The international team analysed data from 133 countries and estimated that USAID funding had prevented 91 million deaths in developing nations between 2001 and 2021. Using modelling techniques, they projected that an 83 percent reduction in funding — a figure announced by the US government earlier this year — could result in more than 14 million preventable deaths by 2030.

Among these, over 4.5 million would be children under the age of five, equating to around 700,000 child deaths annually. To put this in context, roughly 10 million soldiers lost their lives in World War I.
USAID-supported programmes were linked to a 15 percent decrease in overall mortality, with the reduction for children under five nearly double at 32 percent. The funding was especially effective in preventing deaths from diseases such as HIV/AIDS, malaria, and neglected tropical diseases. The study found a 65 percent lower death rate from HIV/AIDS in countries receiving substantial USAID support compared to those with minimal or no funding.
Following the drastic cuts to USAID, several other major donors, including Germany, the UK, and France, have also announced plans to reduce their foreign aid budgets. These reductions, particularly within the European Union, could cause “even more additional deaths in the coming years,” cautioned Caterina Monti, another ISGlobal researcher involved in the study.
However, the researchers emphasised that these projections are based on current aid commitments and could improve if funding is restored or increased.

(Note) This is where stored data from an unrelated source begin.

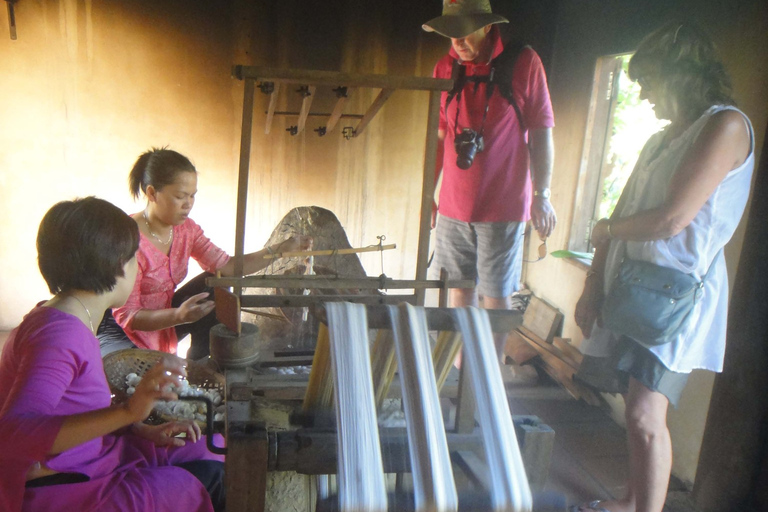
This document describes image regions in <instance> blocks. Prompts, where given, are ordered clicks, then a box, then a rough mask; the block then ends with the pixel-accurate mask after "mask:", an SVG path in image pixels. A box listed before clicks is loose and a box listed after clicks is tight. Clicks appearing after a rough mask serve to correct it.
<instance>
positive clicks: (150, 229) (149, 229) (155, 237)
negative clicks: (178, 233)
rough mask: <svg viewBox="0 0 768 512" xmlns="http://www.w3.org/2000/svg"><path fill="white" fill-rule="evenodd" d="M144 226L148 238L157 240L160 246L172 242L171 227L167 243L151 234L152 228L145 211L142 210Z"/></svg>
mask: <svg viewBox="0 0 768 512" xmlns="http://www.w3.org/2000/svg"><path fill="white" fill-rule="evenodd" d="M144 224H146V225H147V231H149V234H150V236H151V237H152V238H154V239H155V240H157V241H158V242H160V243H161V244H163V245H168V244H169V243H171V242H173V227H171V233H170V234H169V235H168V241H167V242H165V241H163V239H162V238H160V237H159V236H157V235H156V234H154V233H153V232H152V228H151V227H150V225H149V217H147V210H144Z"/></svg>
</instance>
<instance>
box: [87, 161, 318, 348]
mask: <svg viewBox="0 0 768 512" xmlns="http://www.w3.org/2000/svg"><path fill="white" fill-rule="evenodd" d="M129 183H130V189H131V193H132V194H133V196H134V198H138V197H139V196H140V194H142V193H143V194H144V195H145V196H146V198H147V207H146V208H145V209H144V210H143V211H141V212H139V213H135V214H134V215H133V216H132V217H133V219H134V220H135V221H136V223H137V224H138V226H139V232H140V234H141V238H140V241H139V251H138V253H137V255H136V258H137V260H138V264H139V271H138V275H137V277H136V284H135V286H134V289H133V292H132V293H131V295H130V297H129V298H128V301H127V302H126V303H125V305H124V306H123V307H121V308H116V309H115V310H113V311H112V315H114V320H112V318H111V316H112V315H110V313H109V312H108V313H107V315H106V316H105V318H104V320H103V322H102V325H101V326H100V327H99V332H98V337H99V340H100V341H101V347H102V354H103V355H104V354H106V353H109V352H111V351H113V350H117V349H120V348H127V347H131V346H134V345H135V346H137V347H139V348H147V349H153V350H161V351H163V352H170V353H176V347H177V345H178V340H179V339H180V338H181V337H183V336H184V335H186V334H191V336H192V343H191V347H190V350H189V353H188V354H187V357H188V358H189V359H199V358H201V357H205V356H206V355H208V333H209V332H210V329H211V327H213V325H215V324H216V318H215V315H214V313H213V309H214V303H213V301H212V300H209V295H210V293H209V291H208V290H207V289H206V288H205V282H204V281H205V278H206V277H208V276H210V275H211V274H214V273H215V272H217V271H218V272H220V273H221V275H222V276H231V275H233V274H234V261H233V260H231V259H230V257H229V256H228V255H227V253H225V252H224V251H223V250H221V249H219V248H218V247H216V246H215V245H214V244H213V243H212V242H211V241H210V240H209V239H208V238H207V237H206V236H205V234H204V233H203V230H202V228H201V227H200V226H199V225H197V224H196V223H195V222H194V221H193V220H192V219H190V218H189V213H190V211H191V210H192V207H193V206H194V204H195V194H196V193H197V171H196V170H195V167H194V165H192V162H190V161H189V159H188V158H187V157H185V156H184V155H182V154H180V153H177V152H176V151H173V150H170V149H152V150H150V151H147V152H146V153H144V154H143V155H141V156H140V157H139V159H138V160H137V161H136V163H135V164H134V166H133V169H132V170H131V174H130V177H129ZM311 244H312V239H311V238H310V237H307V236H297V237H292V238H289V239H288V240H285V241H284V242H282V243H280V244H278V245H276V246H274V247H268V248H266V249H262V250H261V251H257V252H254V253H251V254H246V255H245V256H244V262H243V272H244V273H245V274H246V275H247V274H253V273H254V272H257V271H259V270H261V269H263V268H265V267H266V266H267V265H268V264H269V263H270V261H271V260H270V259H267V258H265V256H268V255H270V253H272V254H274V253H279V252H292V251H297V250H303V249H308V248H309V247H310V246H311ZM190 257H191V258H194V259H195V260H196V261H197V262H198V263H199V264H200V266H201V267H202V268H203V270H205V271H206V272H207V273H208V274H202V275H200V276H198V277H196V278H195V279H193V280H192V281H190V282H189V283H187V284H186V285H185V286H184V287H182V288H181V289H179V290H178V291H176V287H177V286H178V285H179V283H181V282H182V281H183V280H184V279H185V278H186V277H187V267H188V264H189V258H190ZM115 321H116V323H115ZM129 340H130V341H129Z"/></svg>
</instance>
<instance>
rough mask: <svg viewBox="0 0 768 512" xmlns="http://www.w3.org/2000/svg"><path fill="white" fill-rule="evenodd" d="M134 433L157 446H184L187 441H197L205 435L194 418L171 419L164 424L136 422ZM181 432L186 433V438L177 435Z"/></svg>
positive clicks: (134, 428)
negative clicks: (200, 428) (194, 421)
mask: <svg viewBox="0 0 768 512" xmlns="http://www.w3.org/2000/svg"><path fill="white" fill-rule="evenodd" d="M133 433H134V434H136V435H137V436H140V437H143V438H144V439H148V440H150V441H152V442H153V443H155V445H157V446H184V445H185V444H186V443H187V441H189V442H191V443H196V442H198V441H199V440H200V439H201V438H202V437H203V434H202V432H201V430H200V426H199V425H198V424H197V423H196V422H194V421H192V420H182V421H169V422H168V423H163V424H162V425H146V424H144V423H136V424H134V426H133ZM179 434H186V436H187V437H186V439H185V438H180V437H176V436H177V435H179Z"/></svg>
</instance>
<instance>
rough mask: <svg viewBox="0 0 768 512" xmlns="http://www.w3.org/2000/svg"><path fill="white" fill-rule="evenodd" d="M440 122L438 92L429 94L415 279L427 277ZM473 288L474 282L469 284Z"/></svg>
mask: <svg viewBox="0 0 768 512" xmlns="http://www.w3.org/2000/svg"><path fill="white" fill-rule="evenodd" d="M439 122H440V93H439V92H435V91H432V92H431V93H430V94H429V111H428V113H427V141H426V144H425V146H424V171H423V175H422V179H421V209H420V211H419V242H418V248H417V252H416V258H417V259H416V279H426V278H427V266H428V264H429V234H430V232H431V230H432V226H431V222H432V201H433V197H434V195H435V165H436V162H435V160H436V159H437V145H438V144H440V141H439V140H438V138H437V129H438V124H439ZM470 288H474V284H473V285H472V286H470ZM425 298H426V293H425V292H423V291H417V292H416V303H417V304H419V305H420V306H423V305H424V300H425Z"/></svg>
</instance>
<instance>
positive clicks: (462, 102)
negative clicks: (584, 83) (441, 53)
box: [433, 27, 555, 222]
mask: <svg viewBox="0 0 768 512" xmlns="http://www.w3.org/2000/svg"><path fill="white" fill-rule="evenodd" d="M487 37H489V38H491V39H490V42H491V44H492V45H493V52H492V57H491V58H492V59H493V58H495V57H496V56H498V55H499V54H500V53H501V51H502V50H503V44H502V42H501V37H500V36H499V31H498V28H496V27H493V28H492V30H491V31H490V32H489V33H488V36H487ZM458 58H459V57H458V55H457V54H456V52H455V51H454V50H453V48H451V50H450V52H449V53H448V55H446V56H445V57H443V58H442V59H440V61H439V62H438V63H437V65H436V66H435V70H434V73H433V76H434V77H436V78H450V77H451V72H452V70H453V61H454V60H455V59H458ZM462 64H463V65H464V66H466V75H467V76H473V75H478V76H487V75H488V74H489V73H490V62H487V63H484V64H474V63H471V62H466V63H462ZM486 87H487V84H486V83H480V84H479V85H478V86H477V88H475V83H474V82H471V81H467V84H466V85H465V86H464V89H463V91H462V93H461V98H460V99H459V100H458V101H457V98H455V97H454V98H453V100H452V101H451V103H450V104H449V106H448V111H447V112H446V110H445V100H446V97H447V96H448V93H447V92H443V93H442V99H441V103H442V105H441V108H440V129H442V130H445V133H446V136H445V151H444V156H443V182H442V185H441V188H440V201H439V211H440V214H441V215H445V216H447V217H451V218H453V219H456V220H460V221H463V222H509V221H518V222H524V221H527V220H528V219H530V209H531V176H530V172H529V154H528V147H527V133H522V132H521V128H520V125H519V123H518V120H517V115H516V114H515V109H514V107H513V106H512V105H511V104H510V103H509V102H508V101H507V100H506V99H505V98H504V97H503V96H502V95H501V94H500V93H499V91H498V87H497V88H496V90H494V92H493V95H492V96H491V98H490V104H489V109H488V116H487V118H486V121H485V126H484V130H483V138H484V139H485V150H484V151H482V152H478V153H477V154H476V155H475V160H474V163H473V164H472V166H471V167H470V168H469V169H467V170H464V169H460V168H458V167H457V166H456V149H455V147H454V142H453V141H454V138H455V136H456V133H457V131H459V132H460V131H461V130H462V129H464V128H472V129H473V130H475V131H477V132H479V131H480V127H481V124H482V119H483V112H484V110H485V106H486V102H487V99H486ZM512 91H513V93H512V94H513V95H514V98H515V101H516V102H517V105H518V107H519V108H520V111H521V113H522V114H523V119H524V120H525V125H526V127H527V128H528V129H529V130H535V129H541V128H551V127H553V126H554V125H555V120H554V116H553V114H552V104H551V102H550V99H549V90H548V88H547V77H546V75H545V73H544V67H543V65H542V64H541V59H540V58H539V56H538V55H537V54H536V52H535V51H533V50H532V49H530V48H524V49H523V50H522V51H521V53H520V56H519V57H518V59H517V62H516V63H515V68H514V72H513V75H512ZM457 108H459V119H458V129H457V127H456V109H457Z"/></svg>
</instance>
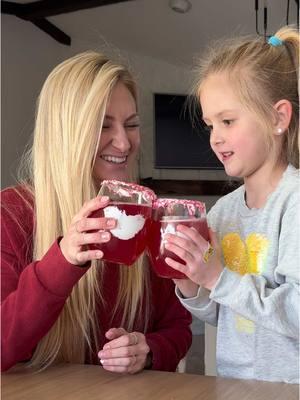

This week, dozens of world leaders are convening in Seville, Spain, for the largest aid conference in a decade — though notably, the US government will not be attending.
“Now is the time to scale up, not scale back,” Rasella urged.
Prior to the cuts, USAID accounted for just 0.3 percent of total US federal spending. James Macinko of the University of California, Los Angeles, also noted, “US citizens contribute about 17 cents per day to USAID, roughly $64 per year. Most people would support continued funding if they understood how such a modest amount can save millions of lives.”